इसके माध्यम से साझा किया गया


Collation

Applies to: check marked yes Databricks SQL check marked yes Databricks Runtime 16.1 and above

A collation is a set of rules that determines how string comparisons are performed. Collations support case-insensitive, accent-insensitive, and trailing-space-insensitive comparisons, as well as language-aware string ordering.

Strings in Azure Databricks are represented as UTF-8 encoded Unicode characters. By default, Azure Databricks compares strings by their binary UTF-8 representation, known as UTF8_BINARY collation. UTF8_BINARY comparisons are fast and appropriate in many cases, but might not be suitable for applications that require language-aware sorting or comparisons.

Beyond binary comparisons, a common use case is case-insensitive matching. The UTF8_LCASE collation is designed for this purpose.
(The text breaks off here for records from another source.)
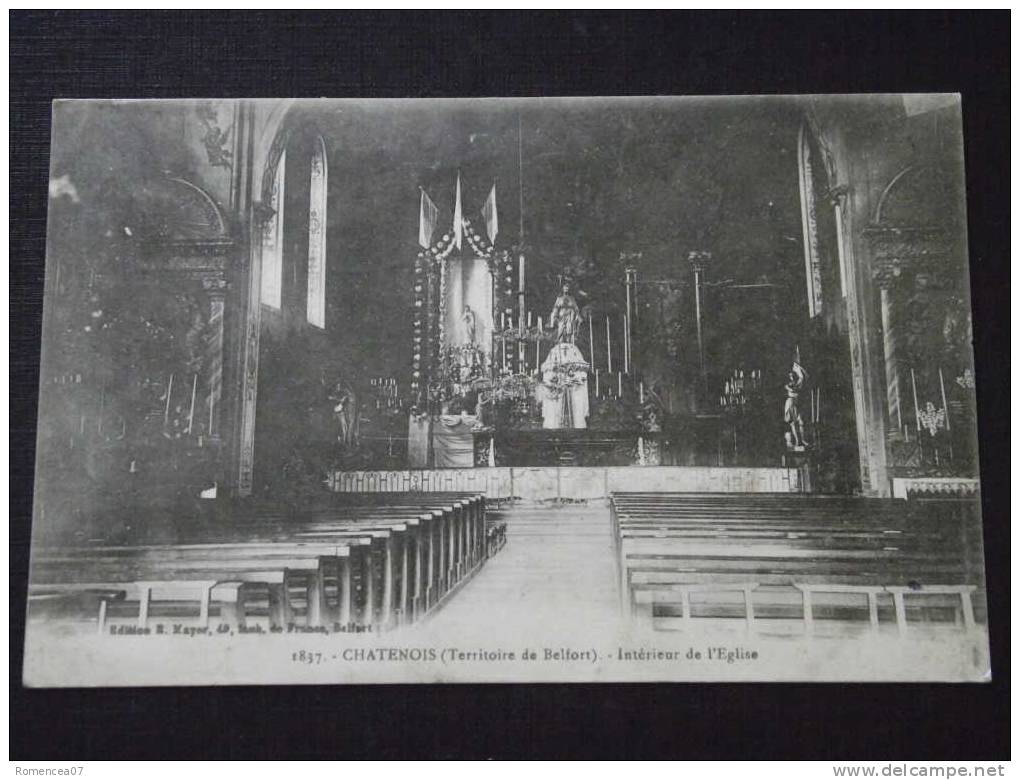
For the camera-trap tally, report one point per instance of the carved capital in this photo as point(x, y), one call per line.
point(700, 260)
point(216, 287)
point(262, 212)
point(914, 253)
point(837, 194)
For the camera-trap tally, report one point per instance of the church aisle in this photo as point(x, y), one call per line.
point(555, 573)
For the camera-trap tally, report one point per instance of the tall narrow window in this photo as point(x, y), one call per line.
point(272, 241)
point(316, 237)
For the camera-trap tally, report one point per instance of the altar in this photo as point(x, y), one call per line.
point(493, 384)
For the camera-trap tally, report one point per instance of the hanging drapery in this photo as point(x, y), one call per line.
point(272, 241)
point(316, 237)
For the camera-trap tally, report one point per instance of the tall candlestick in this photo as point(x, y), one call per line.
point(626, 345)
point(591, 341)
point(917, 409)
point(609, 347)
point(626, 326)
point(169, 391)
point(946, 406)
point(191, 413)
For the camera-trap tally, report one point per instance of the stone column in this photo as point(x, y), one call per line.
point(216, 290)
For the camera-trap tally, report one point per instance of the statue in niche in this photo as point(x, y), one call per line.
point(565, 317)
point(347, 414)
point(467, 318)
point(796, 382)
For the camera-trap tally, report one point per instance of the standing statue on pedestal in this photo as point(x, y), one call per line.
point(563, 391)
point(565, 317)
point(796, 382)
point(468, 319)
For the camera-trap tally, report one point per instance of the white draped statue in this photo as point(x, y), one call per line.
point(563, 391)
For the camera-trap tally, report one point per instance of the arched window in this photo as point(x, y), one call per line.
point(272, 241)
point(316, 236)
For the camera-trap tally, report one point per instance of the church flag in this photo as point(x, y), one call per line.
point(491, 215)
point(426, 220)
point(458, 216)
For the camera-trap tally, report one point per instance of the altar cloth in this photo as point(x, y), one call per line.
point(563, 391)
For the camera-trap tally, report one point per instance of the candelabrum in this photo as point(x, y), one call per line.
point(740, 390)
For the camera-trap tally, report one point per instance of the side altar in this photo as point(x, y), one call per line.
point(492, 384)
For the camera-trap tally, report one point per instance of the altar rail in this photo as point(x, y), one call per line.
point(570, 482)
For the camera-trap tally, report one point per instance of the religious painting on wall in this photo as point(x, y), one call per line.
point(501, 391)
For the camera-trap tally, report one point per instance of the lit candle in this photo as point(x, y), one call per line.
point(626, 345)
point(591, 340)
point(609, 348)
point(946, 405)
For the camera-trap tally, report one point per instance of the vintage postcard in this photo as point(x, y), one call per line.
point(493, 390)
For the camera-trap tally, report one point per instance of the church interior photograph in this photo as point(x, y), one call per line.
point(398, 365)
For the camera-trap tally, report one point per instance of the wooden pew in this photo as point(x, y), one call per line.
point(779, 551)
point(388, 537)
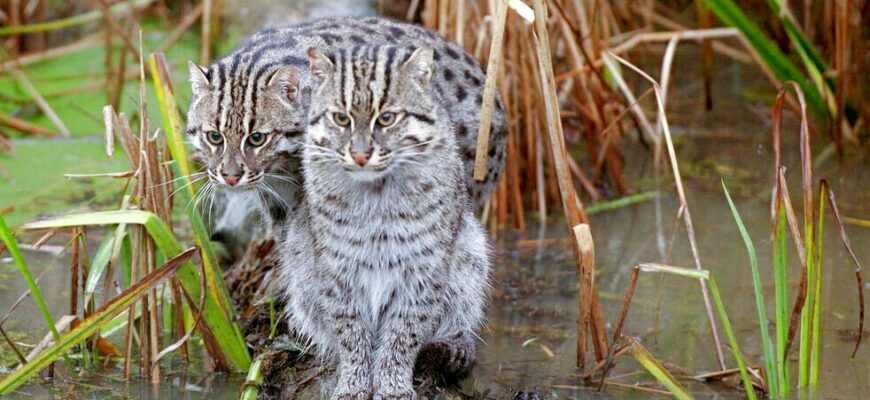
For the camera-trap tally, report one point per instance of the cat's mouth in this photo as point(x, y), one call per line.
point(366, 173)
point(236, 183)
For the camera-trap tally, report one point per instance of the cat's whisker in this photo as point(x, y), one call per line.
point(424, 143)
point(186, 185)
point(282, 178)
point(195, 174)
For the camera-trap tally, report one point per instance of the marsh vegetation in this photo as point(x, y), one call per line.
point(684, 210)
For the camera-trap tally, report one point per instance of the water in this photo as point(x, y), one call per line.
point(529, 342)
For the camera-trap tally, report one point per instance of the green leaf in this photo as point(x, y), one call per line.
point(766, 344)
point(215, 313)
point(660, 373)
point(774, 59)
point(12, 246)
point(91, 325)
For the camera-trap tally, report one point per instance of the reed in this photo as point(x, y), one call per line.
point(774, 382)
point(92, 324)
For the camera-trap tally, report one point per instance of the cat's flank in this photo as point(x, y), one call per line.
point(384, 261)
point(249, 109)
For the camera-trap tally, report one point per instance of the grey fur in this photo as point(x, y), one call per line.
point(264, 86)
point(384, 260)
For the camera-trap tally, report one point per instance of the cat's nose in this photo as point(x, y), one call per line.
point(360, 158)
point(232, 180)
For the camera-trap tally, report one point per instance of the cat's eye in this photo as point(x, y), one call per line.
point(214, 137)
point(386, 119)
point(341, 119)
point(257, 139)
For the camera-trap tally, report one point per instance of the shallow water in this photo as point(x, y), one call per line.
point(529, 344)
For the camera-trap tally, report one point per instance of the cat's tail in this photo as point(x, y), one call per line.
point(447, 361)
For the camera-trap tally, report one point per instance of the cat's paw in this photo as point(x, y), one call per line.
point(357, 395)
point(408, 394)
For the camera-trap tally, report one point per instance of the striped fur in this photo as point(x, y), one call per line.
point(249, 91)
point(384, 261)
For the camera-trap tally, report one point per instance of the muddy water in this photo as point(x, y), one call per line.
point(529, 343)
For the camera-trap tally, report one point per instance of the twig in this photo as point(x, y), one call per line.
point(495, 59)
point(687, 217)
point(24, 126)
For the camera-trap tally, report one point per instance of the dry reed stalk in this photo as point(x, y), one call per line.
point(114, 26)
point(704, 22)
point(205, 33)
point(715, 44)
point(570, 203)
point(74, 273)
point(37, 97)
point(24, 126)
point(14, 41)
point(492, 67)
point(12, 346)
point(182, 27)
point(620, 324)
point(32, 58)
point(585, 273)
point(684, 205)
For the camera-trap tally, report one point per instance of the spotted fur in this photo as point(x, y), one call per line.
point(384, 260)
point(264, 87)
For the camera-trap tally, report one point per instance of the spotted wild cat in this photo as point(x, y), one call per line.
point(384, 260)
point(249, 109)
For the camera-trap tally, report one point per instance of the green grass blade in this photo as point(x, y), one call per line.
point(686, 272)
point(783, 68)
point(255, 378)
point(224, 329)
point(816, 334)
point(15, 252)
point(732, 340)
point(109, 249)
point(93, 323)
point(804, 359)
point(660, 373)
point(780, 273)
point(769, 358)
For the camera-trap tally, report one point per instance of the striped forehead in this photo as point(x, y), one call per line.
point(236, 95)
point(363, 74)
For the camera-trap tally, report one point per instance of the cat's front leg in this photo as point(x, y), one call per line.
point(354, 343)
point(405, 326)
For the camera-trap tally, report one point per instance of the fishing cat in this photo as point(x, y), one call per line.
point(248, 111)
point(384, 260)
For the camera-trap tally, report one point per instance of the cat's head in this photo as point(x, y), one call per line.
point(244, 119)
point(372, 110)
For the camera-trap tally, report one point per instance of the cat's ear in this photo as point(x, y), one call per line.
point(320, 64)
point(285, 82)
point(198, 78)
point(420, 65)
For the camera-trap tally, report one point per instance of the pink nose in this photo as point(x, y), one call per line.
point(232, 180)
point(360, 158)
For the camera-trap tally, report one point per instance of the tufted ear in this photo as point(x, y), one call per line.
point(420, 64)
point(285, 82)
point(198, 77)
point(320, 64)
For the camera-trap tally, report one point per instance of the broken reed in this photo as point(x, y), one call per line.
point(139, 237)
point(808, 304)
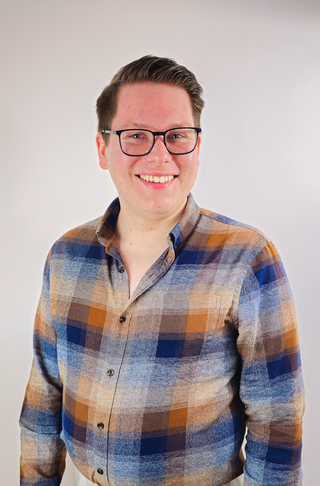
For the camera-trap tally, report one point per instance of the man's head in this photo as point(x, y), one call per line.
point(151, 96)
point(159, 70)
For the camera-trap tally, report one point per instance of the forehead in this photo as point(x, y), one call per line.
point(153, 103)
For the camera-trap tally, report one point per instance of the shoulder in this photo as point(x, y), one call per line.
point(77, 240)
point(230, 230)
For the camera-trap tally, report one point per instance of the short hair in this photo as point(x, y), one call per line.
point(154, 69)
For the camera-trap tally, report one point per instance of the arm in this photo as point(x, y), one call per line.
point(42, 450)
point(271, 385)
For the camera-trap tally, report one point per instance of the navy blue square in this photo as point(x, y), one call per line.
point(279, 367)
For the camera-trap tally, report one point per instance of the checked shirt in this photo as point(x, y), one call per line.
point(158, 389)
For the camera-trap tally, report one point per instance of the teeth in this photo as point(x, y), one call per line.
point(156, 179)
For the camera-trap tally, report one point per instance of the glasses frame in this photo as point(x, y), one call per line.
point(163, 134)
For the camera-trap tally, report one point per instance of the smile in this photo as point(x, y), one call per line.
point(156, 179)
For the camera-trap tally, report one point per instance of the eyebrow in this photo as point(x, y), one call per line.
point(141, 126)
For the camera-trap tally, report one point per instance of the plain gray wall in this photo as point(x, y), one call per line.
point(259, 64)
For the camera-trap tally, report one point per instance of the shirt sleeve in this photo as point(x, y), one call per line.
point(42, 451)
point(271, 386)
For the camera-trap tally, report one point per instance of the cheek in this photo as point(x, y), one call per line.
point(188, 161)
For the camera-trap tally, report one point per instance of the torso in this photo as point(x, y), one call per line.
point(138, 260)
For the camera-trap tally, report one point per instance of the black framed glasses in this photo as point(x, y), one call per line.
point(137, 142)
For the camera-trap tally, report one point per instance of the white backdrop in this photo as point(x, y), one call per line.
point(259, 64)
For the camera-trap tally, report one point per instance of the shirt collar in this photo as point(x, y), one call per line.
point(182, 230)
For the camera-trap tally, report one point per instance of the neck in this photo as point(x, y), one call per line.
point(133, 229)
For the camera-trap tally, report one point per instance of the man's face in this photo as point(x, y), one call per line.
point(156, 107)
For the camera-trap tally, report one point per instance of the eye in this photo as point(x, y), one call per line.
point(137, 135)
point(175, 135)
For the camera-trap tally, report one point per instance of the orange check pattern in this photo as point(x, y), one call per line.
point(157, 389)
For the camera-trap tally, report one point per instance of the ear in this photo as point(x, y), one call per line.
point(101, 147)
point(198, 146)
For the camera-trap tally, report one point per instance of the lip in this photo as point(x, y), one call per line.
point(157, 186)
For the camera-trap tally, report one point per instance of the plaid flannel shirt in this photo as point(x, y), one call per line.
point(157, 389)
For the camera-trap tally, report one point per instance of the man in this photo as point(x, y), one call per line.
point(163, 331)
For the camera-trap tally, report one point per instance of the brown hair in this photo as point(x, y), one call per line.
point(148, 68)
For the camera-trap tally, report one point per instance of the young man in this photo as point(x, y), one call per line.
point(163, 331)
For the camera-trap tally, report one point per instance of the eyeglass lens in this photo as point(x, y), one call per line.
point(178, 141)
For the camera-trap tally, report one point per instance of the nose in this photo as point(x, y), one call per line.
point(159, 152)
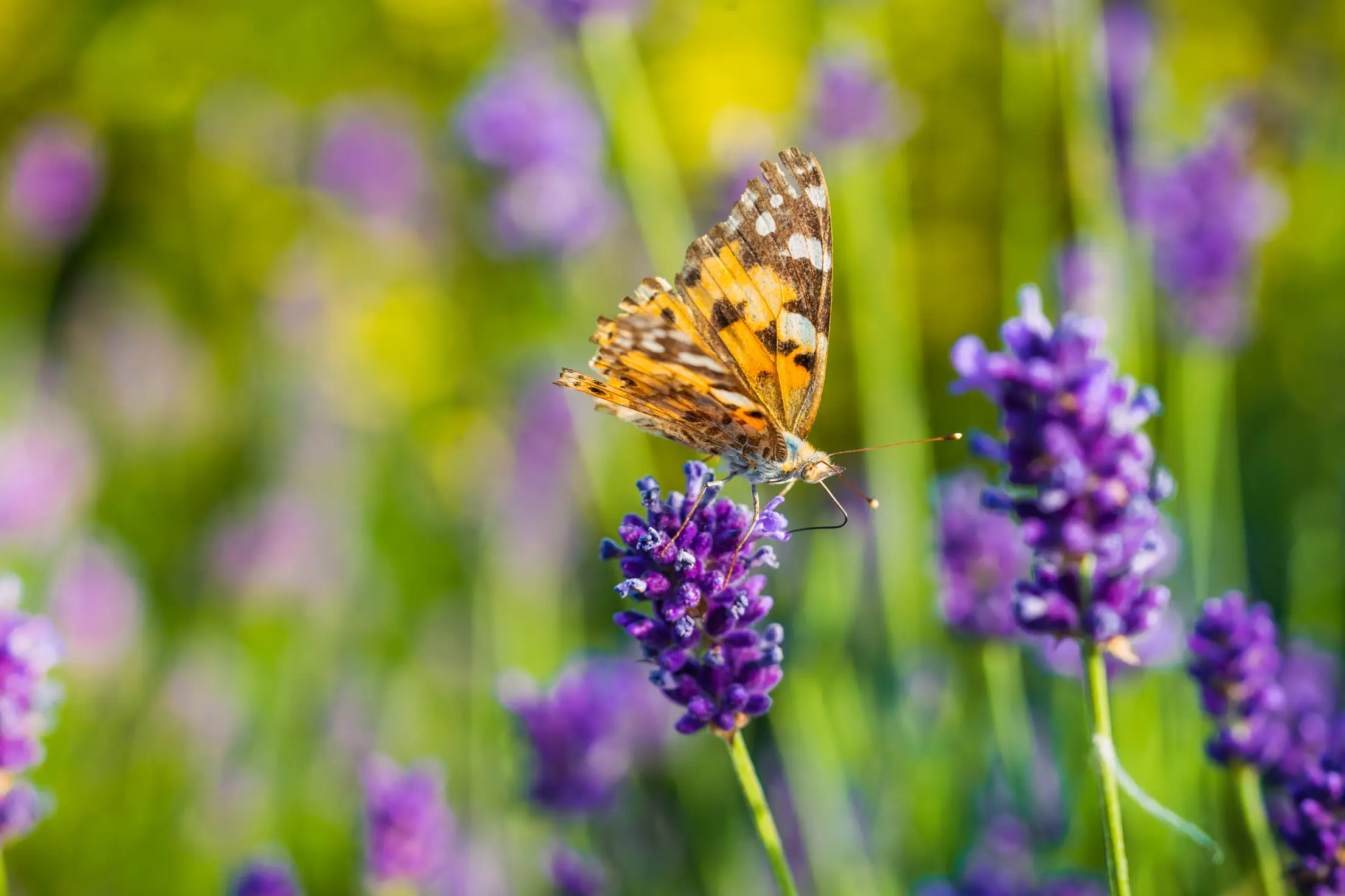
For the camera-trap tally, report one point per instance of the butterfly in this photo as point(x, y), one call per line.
point(731, 359)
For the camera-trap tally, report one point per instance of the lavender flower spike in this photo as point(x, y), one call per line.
point(1237, 662)
point(981, 554)
point(1080, 474)
point(408, 828)
point(265, 878)
point(701, 632)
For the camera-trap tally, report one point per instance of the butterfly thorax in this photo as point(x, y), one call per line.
point(802, 461)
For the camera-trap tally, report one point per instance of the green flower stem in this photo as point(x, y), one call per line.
point(767, 830)
point(1105, 755)
point(638, 143)
point(1258, 827)
point(1009, 715)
It converts strings to lowercase before comparing them using UTF8_BINARY.

For language-aware comparisons, Azure Databricks uses the following technologies:

These technologies are encapsulated in a set of named collations available for use in SQL statements.

Note

For limitations when using collations with Delta Lake tables, see Limitations.

Collation names

Azure Databricks provides named system collations to simplify identification. LDML specifications can be complex to read and use directly.

Syntax

{ UTF8_BINARY |
  UTF8_LCASE |
  { UNICODE | locale } [ _ modifier [...] ] }

locale
  language_code [ _ script_code ] [ _ country_code ]

modifier
  { CS | CI | AS | AI | RTRIM }
  • UTF8_BINARY

    A binary collation that compares strings byte by byte based on their UTF-8 representation. UTF8_BINARY is the default and most lightweight collation in Azure Databricks.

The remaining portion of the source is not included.